The significant decrease in the MitoChip N-calls using sPROFILER allowed us to narrow down the areas to search for possible point mutations or indels. We then used conventional sequencing of the longer N-call stretches produced by sPROFILER, [2] as well as completely sequencing one sample (mtDNA7). The conventional sequencing found 19 mutations overall, comprising 7 insertions and 12 point mutations. Interestingly, conventional sequencing found no deletions among the N-call stretches examined, but did find insertions.

The failure of the Mitochip to detect deletions (or the software to assign them as N-calls) presumably arises from peculiarities in the conformation of the array probes when binding mtDNA. This corresponds well with a previous microarray study, which reported that insertions had the highest negative impact on probe annealing [12]. On the other hand, both of the longest N-call stretches (18 and 20 bases) contained point mutations (multiple, in the case the 18 base stretch) rather than insertions. Complete conventional sequencing of the sample mtDNA7 showed that 3 out of 145 single-base N-calls in the sample comprised point mutations, of a total of 17 sequence variants found in this sample (Table 3). This one example of complete sequencing thus indicated that shorter N-calls may also hide sequence variants.

With the significant increases of throughput applications for large targeted sequencing or whole mitochondrial genome resequencing the need for new approaches towards data analysis and variant identification, combined with higher sequencing accuracy, will become paramount for both accuracy and to minimise sequencing costs.

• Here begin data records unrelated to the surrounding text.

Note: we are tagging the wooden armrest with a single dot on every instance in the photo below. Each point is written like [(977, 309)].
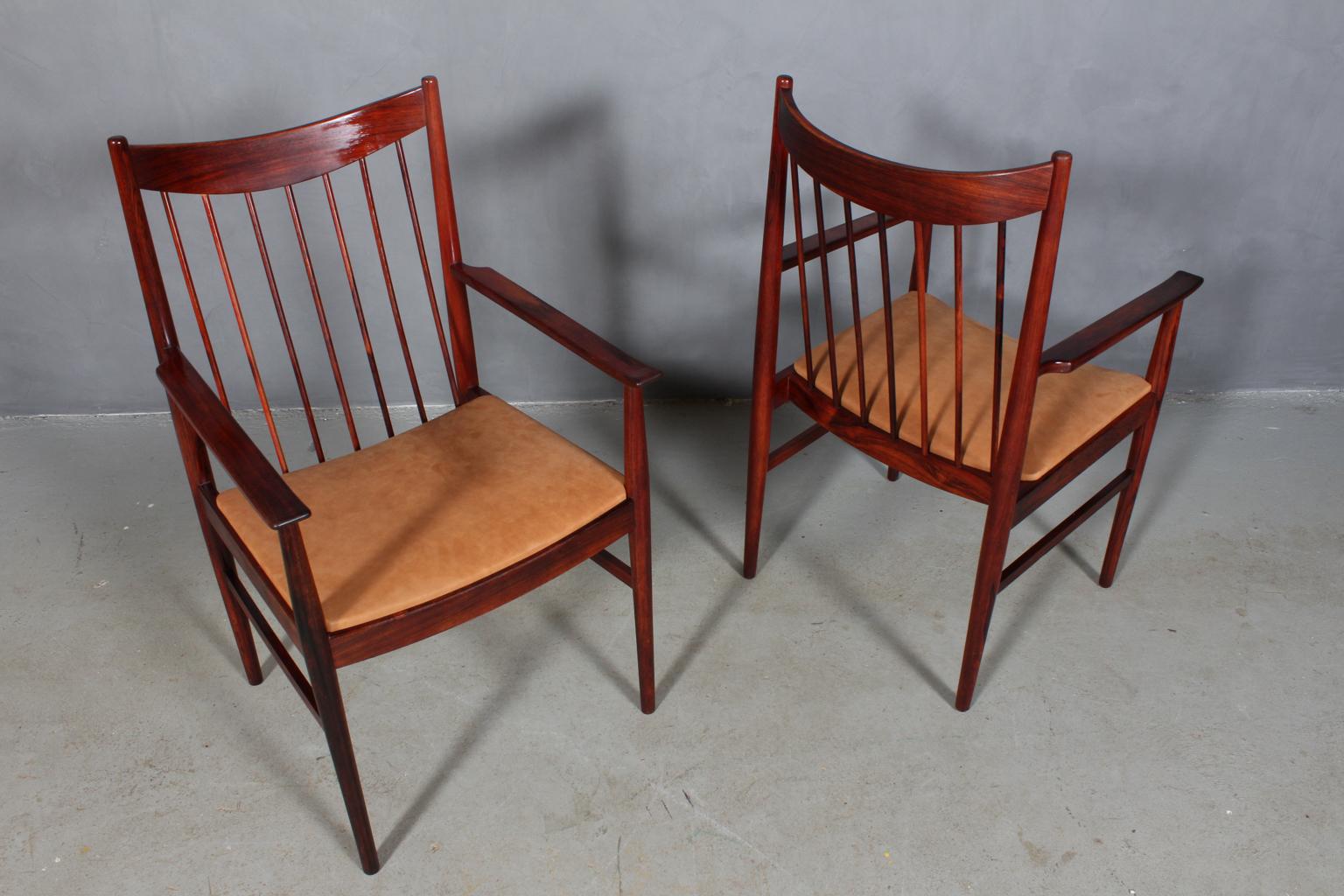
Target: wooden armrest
[(556, 324), (1095, 339), (258, 481), (834, 238)]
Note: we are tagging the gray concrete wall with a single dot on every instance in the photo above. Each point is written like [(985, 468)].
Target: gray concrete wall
[(612, 158)]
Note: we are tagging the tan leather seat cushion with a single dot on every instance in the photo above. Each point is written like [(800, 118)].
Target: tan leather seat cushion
[(433, 509), (1070, 407)]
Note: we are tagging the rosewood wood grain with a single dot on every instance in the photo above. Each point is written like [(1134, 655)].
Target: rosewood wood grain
[(190, 284), (766, 391), (429, 277), (263, 488), (928, 198), (281, 158), (391, 633), (391, 289), (877, 444), (835, 236), (907, 192), (1098, 336), (321, 315), (284, 326), (617, 567), (206, 427)]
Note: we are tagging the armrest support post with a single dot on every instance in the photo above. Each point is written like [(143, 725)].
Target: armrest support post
[(202, 410)]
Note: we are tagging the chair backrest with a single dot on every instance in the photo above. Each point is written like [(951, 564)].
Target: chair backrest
[(897, 193), (278, 161)]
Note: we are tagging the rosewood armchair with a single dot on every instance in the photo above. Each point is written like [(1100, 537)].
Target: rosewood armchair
[(396, 542), (924, 388)]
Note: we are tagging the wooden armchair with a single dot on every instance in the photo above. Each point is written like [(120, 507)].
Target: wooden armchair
[(920, 386), (396, 542)]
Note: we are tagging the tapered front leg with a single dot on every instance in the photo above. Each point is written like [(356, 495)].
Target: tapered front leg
[(641, 542), (321, 675), (992, 549), (200, 474), (1158, 368)]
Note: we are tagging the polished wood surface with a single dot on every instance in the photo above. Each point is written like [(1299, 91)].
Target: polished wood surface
[(895, 193), (208, 433)]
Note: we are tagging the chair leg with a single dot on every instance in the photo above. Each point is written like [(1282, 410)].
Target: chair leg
[(223, 566), (992, 550), (1125, 507), (331, 708), (759, 459), (641, 572)]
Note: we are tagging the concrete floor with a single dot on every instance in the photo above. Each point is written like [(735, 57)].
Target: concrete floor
[(1179, 734)]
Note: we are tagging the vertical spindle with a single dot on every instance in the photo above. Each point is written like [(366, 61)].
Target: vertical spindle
[(999, 336), (391, 290), (242, 331), (825, 291), (321, 315), (429, 277), (956, 251), (886, 311), (920, 271), (802, 274), (864, 406), (195, 301), (359, 306)]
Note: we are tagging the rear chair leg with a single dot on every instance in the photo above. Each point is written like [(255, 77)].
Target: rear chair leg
[(759, 462), (223, 566), (992, 550), (1125, 507)]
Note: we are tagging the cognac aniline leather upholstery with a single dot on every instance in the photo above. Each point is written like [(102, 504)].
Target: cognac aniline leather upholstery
[(1070, 407), (431, 509)]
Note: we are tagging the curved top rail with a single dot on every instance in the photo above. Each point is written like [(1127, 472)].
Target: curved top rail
[(907, 192), (277, 158)]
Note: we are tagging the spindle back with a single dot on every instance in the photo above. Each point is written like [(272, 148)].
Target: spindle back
[(895, 193), (278, 161)]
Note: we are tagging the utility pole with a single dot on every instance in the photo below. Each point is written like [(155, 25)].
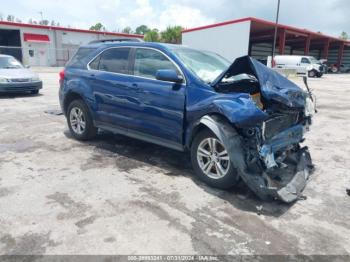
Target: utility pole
[(276, 25), (41, 13)]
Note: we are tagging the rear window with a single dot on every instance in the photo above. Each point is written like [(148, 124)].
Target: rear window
[(81, 57), (148, 62), (115, 60)]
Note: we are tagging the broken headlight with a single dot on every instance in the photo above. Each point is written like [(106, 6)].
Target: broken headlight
[(310, 107)]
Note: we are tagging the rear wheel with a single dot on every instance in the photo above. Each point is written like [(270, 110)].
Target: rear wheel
[(79, 121), (211, 161), (312, 73)]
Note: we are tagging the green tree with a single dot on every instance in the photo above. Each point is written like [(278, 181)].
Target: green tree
[(142, 29), (171, 35), (344, 35), (127, 30), (152, 36), (98, 27)]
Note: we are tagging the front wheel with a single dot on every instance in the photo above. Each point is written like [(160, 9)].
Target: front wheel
[(79, 121), (211, 161)]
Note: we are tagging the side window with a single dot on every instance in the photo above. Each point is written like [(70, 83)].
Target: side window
[(148, 62), (304, 60), (95, 63), (115, 60)]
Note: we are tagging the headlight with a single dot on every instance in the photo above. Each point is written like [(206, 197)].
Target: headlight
[(3, 80), (35, 78)]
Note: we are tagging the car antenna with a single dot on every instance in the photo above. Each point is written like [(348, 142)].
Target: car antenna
[(307, 87)]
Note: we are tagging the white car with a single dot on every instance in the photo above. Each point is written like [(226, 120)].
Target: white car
[(302, 64), (14, 77)]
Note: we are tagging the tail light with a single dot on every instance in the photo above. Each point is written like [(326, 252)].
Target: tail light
[(61, 74), (273, 63)]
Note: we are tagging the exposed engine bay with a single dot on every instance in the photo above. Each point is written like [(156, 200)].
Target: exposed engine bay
[(275, 164)]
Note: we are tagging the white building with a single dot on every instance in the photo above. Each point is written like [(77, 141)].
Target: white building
[(39, 45)]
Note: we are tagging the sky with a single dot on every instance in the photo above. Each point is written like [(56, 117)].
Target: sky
[(330, 16)]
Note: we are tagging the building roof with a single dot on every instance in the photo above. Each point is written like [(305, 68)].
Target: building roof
[(68, 29), (261, 25)]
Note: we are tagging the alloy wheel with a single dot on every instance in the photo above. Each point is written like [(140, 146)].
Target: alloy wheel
[(213, 158)]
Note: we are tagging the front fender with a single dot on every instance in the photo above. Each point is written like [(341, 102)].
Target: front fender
[(241, 111)]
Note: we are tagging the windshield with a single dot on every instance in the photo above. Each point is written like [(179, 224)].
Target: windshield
[(205, 65), (313, 60), (8, 62)]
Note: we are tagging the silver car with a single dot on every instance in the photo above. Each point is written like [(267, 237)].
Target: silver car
[(14, 77)]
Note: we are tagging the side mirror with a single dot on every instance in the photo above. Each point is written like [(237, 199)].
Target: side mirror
[(169, 75)]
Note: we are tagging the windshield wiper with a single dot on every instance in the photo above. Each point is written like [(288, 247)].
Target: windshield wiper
[(10, 67)]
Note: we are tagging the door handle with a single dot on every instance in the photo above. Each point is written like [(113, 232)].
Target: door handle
[(135, 87)]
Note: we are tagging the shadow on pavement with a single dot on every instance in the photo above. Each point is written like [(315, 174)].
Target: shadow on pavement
[(175, 163), (18, 95)]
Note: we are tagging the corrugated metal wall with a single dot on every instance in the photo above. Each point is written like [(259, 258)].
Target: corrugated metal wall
[(262, 50)]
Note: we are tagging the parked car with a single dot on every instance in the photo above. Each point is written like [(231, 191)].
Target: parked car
[(302, 64), (238, 121), (14, 77), (333, 68)]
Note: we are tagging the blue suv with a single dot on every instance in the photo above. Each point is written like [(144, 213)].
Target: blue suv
[(239, 120)]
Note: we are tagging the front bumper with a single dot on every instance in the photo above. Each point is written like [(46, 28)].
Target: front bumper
[(20, 87), (287, 167)]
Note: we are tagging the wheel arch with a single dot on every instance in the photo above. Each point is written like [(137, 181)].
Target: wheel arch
[(70, 97), (207, 121)]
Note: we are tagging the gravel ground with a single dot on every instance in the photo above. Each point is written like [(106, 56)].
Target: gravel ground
[(116, 195)]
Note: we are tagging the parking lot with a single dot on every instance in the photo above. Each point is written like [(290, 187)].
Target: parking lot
[(116, 195)]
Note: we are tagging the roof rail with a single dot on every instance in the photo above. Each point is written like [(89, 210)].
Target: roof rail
[(117, 40)]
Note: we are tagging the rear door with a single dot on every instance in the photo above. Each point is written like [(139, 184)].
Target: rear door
[(116, 100), (162, 103)]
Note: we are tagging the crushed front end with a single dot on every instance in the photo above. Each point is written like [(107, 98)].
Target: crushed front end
[(274, 164)]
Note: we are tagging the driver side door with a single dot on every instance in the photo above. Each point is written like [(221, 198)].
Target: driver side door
[(162, 103)]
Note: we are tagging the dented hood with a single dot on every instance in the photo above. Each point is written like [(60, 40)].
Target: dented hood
[(273, 86)]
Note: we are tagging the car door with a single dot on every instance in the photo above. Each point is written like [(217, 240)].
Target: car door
[(115, 98), (162, 103)]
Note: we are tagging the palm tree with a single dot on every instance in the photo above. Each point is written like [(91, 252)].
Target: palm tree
[(152, 36), (172, 35)]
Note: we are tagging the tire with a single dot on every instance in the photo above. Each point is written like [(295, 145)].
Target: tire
[(230, 177), (80, 121), (312, 73)]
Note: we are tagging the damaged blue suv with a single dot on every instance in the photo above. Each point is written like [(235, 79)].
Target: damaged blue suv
[(239, 120)]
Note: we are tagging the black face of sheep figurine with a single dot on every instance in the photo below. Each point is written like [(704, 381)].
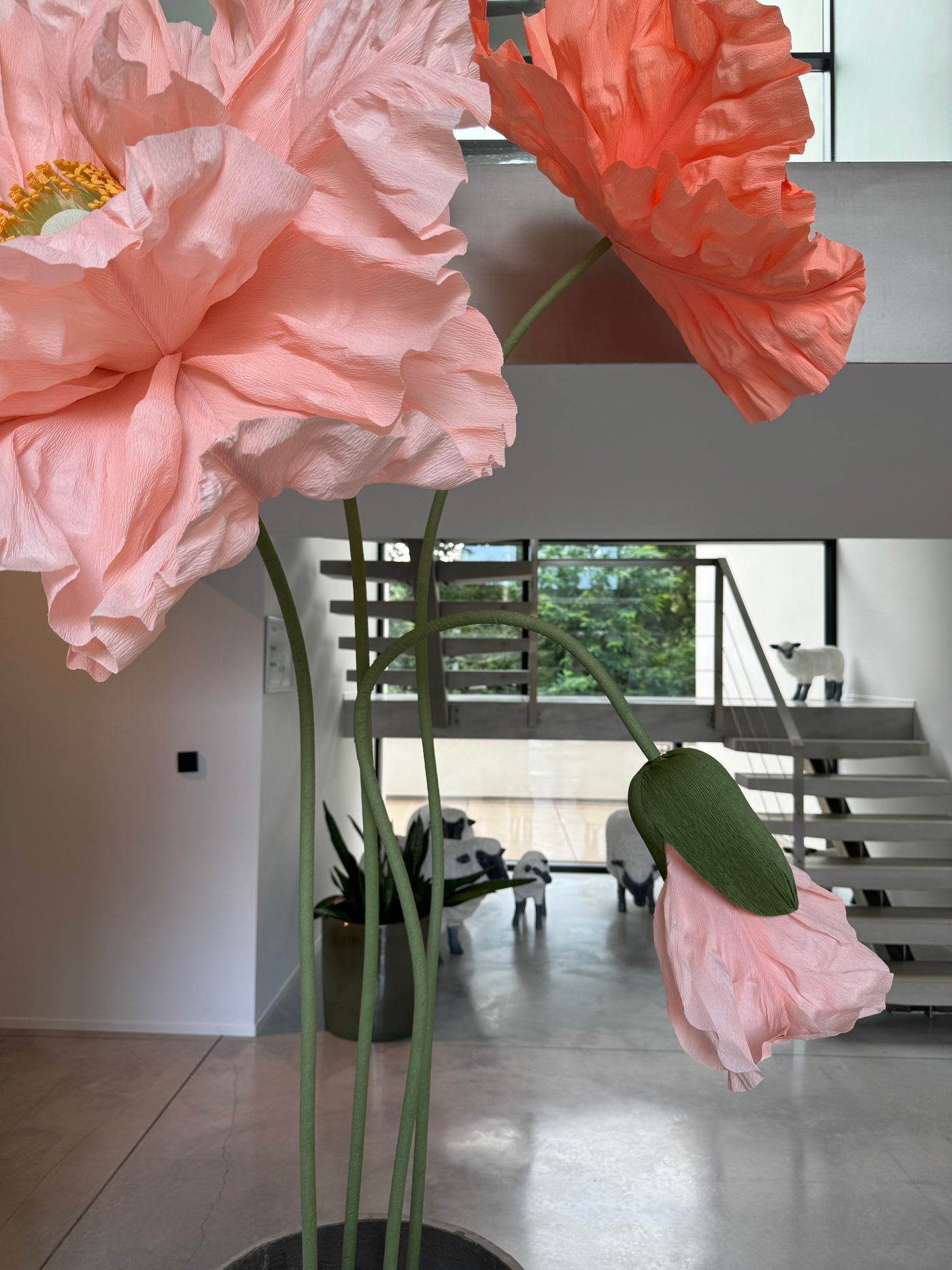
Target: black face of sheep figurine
[(533, 867), (806, 663)]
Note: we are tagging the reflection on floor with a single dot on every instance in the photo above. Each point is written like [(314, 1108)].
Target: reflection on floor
[(568, 1126), (564, 830)]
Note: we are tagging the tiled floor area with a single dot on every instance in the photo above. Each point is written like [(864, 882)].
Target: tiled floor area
[(568, 1126), (564, 830)]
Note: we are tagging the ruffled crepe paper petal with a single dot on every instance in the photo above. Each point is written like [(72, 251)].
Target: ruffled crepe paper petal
[(669, 124), (687, 799), (736, 983), (233, 323)]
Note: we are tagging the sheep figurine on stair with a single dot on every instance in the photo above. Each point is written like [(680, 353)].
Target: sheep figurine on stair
[(806, 663), (534, 868), (630, 861)]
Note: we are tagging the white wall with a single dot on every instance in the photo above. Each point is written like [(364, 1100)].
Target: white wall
[(135, 898), (338, 778), (129, 892), (782, 586), (895, 626), (894, 80)]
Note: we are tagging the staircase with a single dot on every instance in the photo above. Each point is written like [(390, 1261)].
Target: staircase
[(912, 937), (455, 662), (903, 934)]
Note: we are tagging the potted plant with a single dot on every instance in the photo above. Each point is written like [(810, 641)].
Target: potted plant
[(343, 935)]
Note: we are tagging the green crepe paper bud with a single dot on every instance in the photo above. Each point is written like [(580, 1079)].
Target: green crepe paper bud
[(685, 798)]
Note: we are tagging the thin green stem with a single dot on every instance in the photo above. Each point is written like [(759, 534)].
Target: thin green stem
[(305, 899), (363, 741), (371, 931), (554, 293), (436, 808)]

This is particularly important for variation in mitochondrial DNA from different tissues of the same individual, because of the presence of sequence variants among the large numbers of mtDNA copies within a tissue or even in a single cell [17]. New techniques such as digital sequencing [17] or 'next generation sequencing' [18] may eventually provide more comprehensive sequencing but their use for screening will depend upon low cost and ease/speed of use.

Conclusions

This small study of mtDNA using MitoChip demonstrated that N-calls stretches can mask important sequence information. Nonetheless, our study showed that using MitoChip and GSEQ software coupled with sPROFILER can provide economical sequence screening of mtDNA, but with limitations, particularly for calling indels. Insertions were assigned as N-calls, but one aspect of the array that still needs further refinement is the inability to detect deletions [6, 9, 10]. Our study suggested that gains in economy may be achievable by focusing conventional sequencing efforts on longer stretches of N-calls. These stretches were better identified using sPROFILER than ResqMi software, improving the base calling and reducing N-calls to those that frequently represented an undefined change (i.e. a point mutation or insertion) rather than failures of Affymetrix GSEQ software to assign a call [2].